# New instrument?



## GGluek (Dec 11, 2011)

I know musical instruments, especially the winds, have been evolving slowly over the years, as new key configurations and materials are introduced. Some have legs, some don't. Over the last few years I've kept hearing about the Higgs bassoon. Anyone know anything about it?


----------



## ptr (Jan 22, 2013)

Yea, it is one of those miniature instruments that no one believes in but is inevitable in the grand orchestra of everything! 

/ptr


----------



## rrudolph (Sep 15, 2011)

Evidently it is used in a lot of Catholic church music--my understanding is that you can't have Mass without it.


----------



## oogabooha (Nov 22, 2011)

EDIT: unless this post was made to be funny


----------



## EddieRUKiddingVarese (Jan 8, 2013)

Good God, I don't want to put my lips around that thing- Higgs "boson" Basoon runs at at an energy level of seven trillion electron volts..................

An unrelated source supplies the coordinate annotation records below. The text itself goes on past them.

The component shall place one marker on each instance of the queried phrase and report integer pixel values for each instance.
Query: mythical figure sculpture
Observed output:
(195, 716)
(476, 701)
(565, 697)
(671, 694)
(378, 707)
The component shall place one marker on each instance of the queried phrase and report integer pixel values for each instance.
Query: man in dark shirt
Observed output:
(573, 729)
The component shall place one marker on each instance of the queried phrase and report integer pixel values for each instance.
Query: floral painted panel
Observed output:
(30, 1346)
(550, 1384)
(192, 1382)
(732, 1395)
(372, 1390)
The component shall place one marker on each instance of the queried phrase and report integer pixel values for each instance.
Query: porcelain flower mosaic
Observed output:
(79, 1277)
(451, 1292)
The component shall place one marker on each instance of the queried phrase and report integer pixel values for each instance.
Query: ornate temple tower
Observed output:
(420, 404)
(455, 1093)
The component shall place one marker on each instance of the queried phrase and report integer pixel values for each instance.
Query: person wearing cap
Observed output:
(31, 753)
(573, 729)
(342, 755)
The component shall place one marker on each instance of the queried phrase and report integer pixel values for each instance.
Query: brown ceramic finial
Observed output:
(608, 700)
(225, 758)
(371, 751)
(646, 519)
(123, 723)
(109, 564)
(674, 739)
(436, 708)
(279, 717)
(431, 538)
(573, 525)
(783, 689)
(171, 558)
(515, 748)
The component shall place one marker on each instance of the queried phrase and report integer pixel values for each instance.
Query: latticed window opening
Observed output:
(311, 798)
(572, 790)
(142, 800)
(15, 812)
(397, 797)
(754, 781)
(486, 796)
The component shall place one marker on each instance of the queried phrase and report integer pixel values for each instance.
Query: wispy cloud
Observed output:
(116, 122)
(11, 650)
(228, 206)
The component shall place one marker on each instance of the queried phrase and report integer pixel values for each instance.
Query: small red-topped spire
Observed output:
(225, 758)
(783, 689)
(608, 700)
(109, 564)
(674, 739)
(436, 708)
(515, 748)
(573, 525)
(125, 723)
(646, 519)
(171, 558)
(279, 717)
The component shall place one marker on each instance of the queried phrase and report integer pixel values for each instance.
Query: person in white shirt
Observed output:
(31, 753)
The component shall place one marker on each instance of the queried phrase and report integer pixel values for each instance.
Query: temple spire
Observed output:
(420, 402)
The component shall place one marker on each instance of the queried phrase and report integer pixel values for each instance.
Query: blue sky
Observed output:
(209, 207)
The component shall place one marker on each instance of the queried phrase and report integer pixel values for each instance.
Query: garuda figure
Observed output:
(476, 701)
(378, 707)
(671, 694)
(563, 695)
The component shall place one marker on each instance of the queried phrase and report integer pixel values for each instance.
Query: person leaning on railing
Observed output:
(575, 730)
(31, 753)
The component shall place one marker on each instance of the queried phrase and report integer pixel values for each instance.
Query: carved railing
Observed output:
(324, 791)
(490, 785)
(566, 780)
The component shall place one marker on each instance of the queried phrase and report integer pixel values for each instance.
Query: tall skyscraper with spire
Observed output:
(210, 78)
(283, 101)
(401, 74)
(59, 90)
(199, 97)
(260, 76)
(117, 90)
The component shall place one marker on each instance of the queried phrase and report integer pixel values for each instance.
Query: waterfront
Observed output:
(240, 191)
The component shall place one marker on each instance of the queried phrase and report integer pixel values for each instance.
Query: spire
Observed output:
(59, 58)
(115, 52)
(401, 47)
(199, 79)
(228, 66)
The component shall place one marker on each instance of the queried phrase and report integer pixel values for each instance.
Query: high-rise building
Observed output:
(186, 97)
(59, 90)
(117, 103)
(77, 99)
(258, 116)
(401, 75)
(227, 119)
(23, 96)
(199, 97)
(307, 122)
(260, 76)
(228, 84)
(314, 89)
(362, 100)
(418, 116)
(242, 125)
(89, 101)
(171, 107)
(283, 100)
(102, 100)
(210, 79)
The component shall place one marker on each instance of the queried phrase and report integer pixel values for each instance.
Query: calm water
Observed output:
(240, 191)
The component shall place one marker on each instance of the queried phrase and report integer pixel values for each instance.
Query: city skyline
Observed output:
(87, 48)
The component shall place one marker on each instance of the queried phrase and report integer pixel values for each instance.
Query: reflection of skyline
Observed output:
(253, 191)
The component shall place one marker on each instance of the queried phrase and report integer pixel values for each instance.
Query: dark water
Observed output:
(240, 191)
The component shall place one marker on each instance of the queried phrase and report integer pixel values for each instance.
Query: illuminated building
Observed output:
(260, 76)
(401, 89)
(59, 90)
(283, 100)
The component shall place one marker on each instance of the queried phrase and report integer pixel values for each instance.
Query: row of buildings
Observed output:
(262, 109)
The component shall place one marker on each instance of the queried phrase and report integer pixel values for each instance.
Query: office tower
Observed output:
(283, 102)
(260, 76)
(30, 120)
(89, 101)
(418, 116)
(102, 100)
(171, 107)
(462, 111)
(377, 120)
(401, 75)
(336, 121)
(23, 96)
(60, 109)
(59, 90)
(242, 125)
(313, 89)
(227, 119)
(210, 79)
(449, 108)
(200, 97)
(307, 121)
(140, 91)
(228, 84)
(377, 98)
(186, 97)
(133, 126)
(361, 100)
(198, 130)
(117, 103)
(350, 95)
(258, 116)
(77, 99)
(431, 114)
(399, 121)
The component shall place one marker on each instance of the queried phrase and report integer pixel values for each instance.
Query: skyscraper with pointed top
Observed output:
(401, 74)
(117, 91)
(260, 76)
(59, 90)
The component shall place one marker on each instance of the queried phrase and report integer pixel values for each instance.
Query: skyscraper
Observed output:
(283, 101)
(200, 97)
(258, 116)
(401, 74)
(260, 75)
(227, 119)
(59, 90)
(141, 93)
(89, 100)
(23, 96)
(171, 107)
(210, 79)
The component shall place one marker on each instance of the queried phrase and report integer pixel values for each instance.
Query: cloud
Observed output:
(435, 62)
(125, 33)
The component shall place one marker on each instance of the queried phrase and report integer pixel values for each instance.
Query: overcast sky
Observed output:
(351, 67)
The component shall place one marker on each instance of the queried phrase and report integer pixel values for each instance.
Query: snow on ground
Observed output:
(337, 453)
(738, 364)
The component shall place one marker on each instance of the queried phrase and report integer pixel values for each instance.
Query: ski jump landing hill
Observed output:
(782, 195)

"Scientists Discover Higgs Bassoon
Predicted in the Baroque period, the Higgs Bassoon is difficult to detect. Scientists believe the Bassoon may add richness to the sound of a full orchestra."


----------



## oogabooha (Nov 22, 2011)

EddieRUKiddingVarese said:


> View attachment 14611


jesus christ :lol:


----------



## superhorn (Mar 23, 2010)

Hugh hefner's latest girlfriend is named Jennifer Higgs . He has discovered the Higgs bosom .












:lol: :lol: :lol:


----------